Pretty Hurts!

  • Yakari Gabriel
    8 years ago

    ....So is that why I am always in pain?

    Lmao, I love you people.
    I hope everyone is doing beautiful.

  • silvershoes
    8 years ago

    Yak attack, what's good, baby? We love you too. You're our PnQ celebrity.

  • Melpomene
    8 years ago

    Hope you're doing well! I love following your growth on Instagram, you're taking the poetry world by storm. Very proud of you!

  • Yakari Gabriel
    8 years ago

    Omg, a celebrity? what is my life. thank you jane :*

    Also, Hi Mel! sending you a warm hug.

    You know, I am absent in forums even though i lurk PnQ on the daily. I actually started this thread, because I wanted to discuss how our poetry creates a certain image of us even though it is far from the truth. I know most of you, don't really share your poetry outside of PnQ, but again, there's some of you who do. The main reason, I share so much on social media is because I want people to understand that there's not just one dimension to me.
    You know, that I am deeply human and i have good times and bad times like everyone else.

    Let me tell you all a little story. A few days ago I was having dinner with a few friends and we start having wine, and some hours into the night we get in our feelings and start having an intimate conversation. So, one of my friend starts going on and on about how he feels lonely in Holland and he lived a very good life back in his homeland and now he has to struggle etc etc. Ofcourse, I can't relate to his story because i didn't like life back home.
    But I could relate to his feeling of lonely. So in my effort to give him a pep-talk, I try to tell him that it is a temporary sacrifice for a greater good. And then he turns around and tells me
    "That's easy for you to say, because you are brave" I laugh it off and i keep drinking.
    But it really bothered, it bothered me for days. That people think that because I am brave i lack empathy. Or am not empathetic.

    So i spoke to my friend about it, and she gave me this story. She tells me that his perception of me, only bothered me because I have some inner demons that I have to address. (which is very true). She tells me, "Yes, you are brilliant, but you can not allow yourself to become another virginia wolf. You need to make peace with your inner demons so opinions do not bother you." She also said, that channeling and sharing all my grief to my writing makes it worse because - according to her - the type of writer I am puts me up on a pedestal,
    From which it is hard to see that I need empathy too.

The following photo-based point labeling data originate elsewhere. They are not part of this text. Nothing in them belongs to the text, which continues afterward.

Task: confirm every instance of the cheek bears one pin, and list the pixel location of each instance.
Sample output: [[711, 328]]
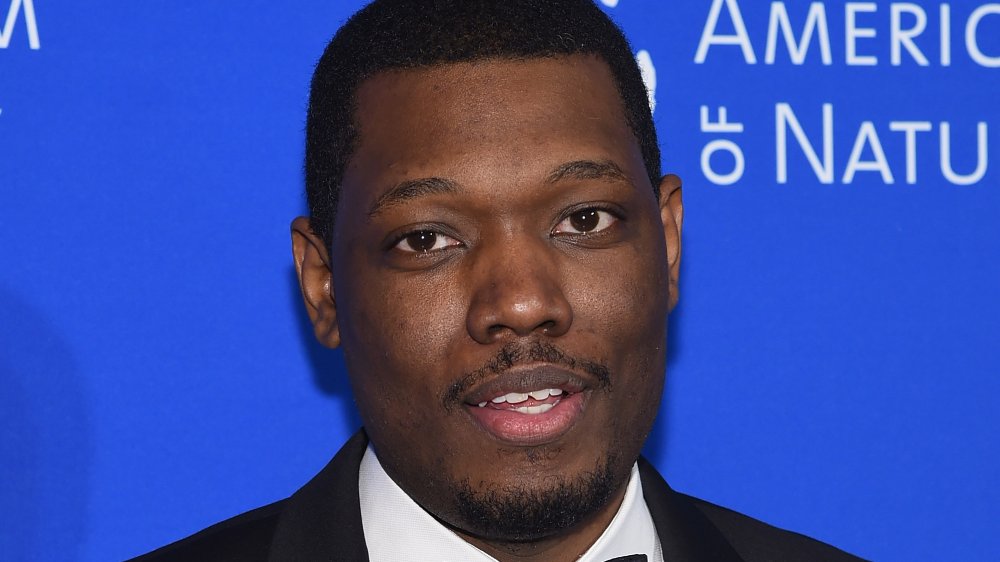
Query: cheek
[[396, 331]]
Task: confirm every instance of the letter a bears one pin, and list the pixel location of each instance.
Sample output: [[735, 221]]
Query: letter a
[[709, 37]]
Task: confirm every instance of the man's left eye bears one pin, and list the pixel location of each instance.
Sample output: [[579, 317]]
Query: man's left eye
[[586, 221]]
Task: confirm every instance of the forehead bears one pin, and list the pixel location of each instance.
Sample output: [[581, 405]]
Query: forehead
[[489, 112]]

    ...that was heavy to read, but I am glad she told me that. So here's the thing...
    Does anyone do something outside of writing to deal with the pain? Like some art or activity you do solely for you. Outside of everyone elses gaze?. Do you think you change as an artist when an audience comes into the picture? What have you lost to exposure? Talk to me!

  • silvershoes
    8 years ago

    Hmm I wonder how my poetry shapes my image.

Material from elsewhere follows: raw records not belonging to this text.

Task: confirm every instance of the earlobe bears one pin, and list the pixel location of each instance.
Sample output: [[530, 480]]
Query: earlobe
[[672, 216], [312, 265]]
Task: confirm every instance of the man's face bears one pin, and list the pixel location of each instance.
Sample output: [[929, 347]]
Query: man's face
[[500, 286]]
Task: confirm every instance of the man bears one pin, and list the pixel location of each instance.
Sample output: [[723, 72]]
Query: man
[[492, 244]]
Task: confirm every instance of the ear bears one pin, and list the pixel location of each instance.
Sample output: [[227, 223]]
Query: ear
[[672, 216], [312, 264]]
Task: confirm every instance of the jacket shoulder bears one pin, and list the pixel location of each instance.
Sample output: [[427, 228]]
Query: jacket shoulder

    Yaki, you are empathetic. I know this because you've reached out to me on multiple occasions and comforted me. You've read between the lines and known what one of my poems was about when I thought the meaning behind it was well hidden, and you cared enough to ask, and you cared enough to relate to me and understand my sadness. I know you're empathetic because you understand the circumstances of your friend from Holland and you used your own experience to lend comfort. You can be strong and empathetic. If your friend meant you are the former and therefore can't be the latter, he's wrong. Maybe he wanted someone to say, "You're right, move back to your homeland" because he wants to feel affirmation in giving up on a path to success. You didn't do that. You care about him too much to tell him, "Give up." That's my interpretation.
    As for your other friend, maybe you've found some truth in her words, and if it helps you grow or reflect, so be it. Good. But those without sin shall cast the first stone. I'm not necessarily religious, but there is a lot of truth to this principle. It seems to me this woman is deflecting and overstepping. I don't know her, but the impression your story left me with is that she doesn't recognize we are all flawed. She's flawed too.
    And again, they're both wrong. You're empathetic. You're not frail, soft-spoken, or a pushover. You are strong and you are empathetic, and you are not one without the other.

    I'll need to revisit this. I'm out and using my phone.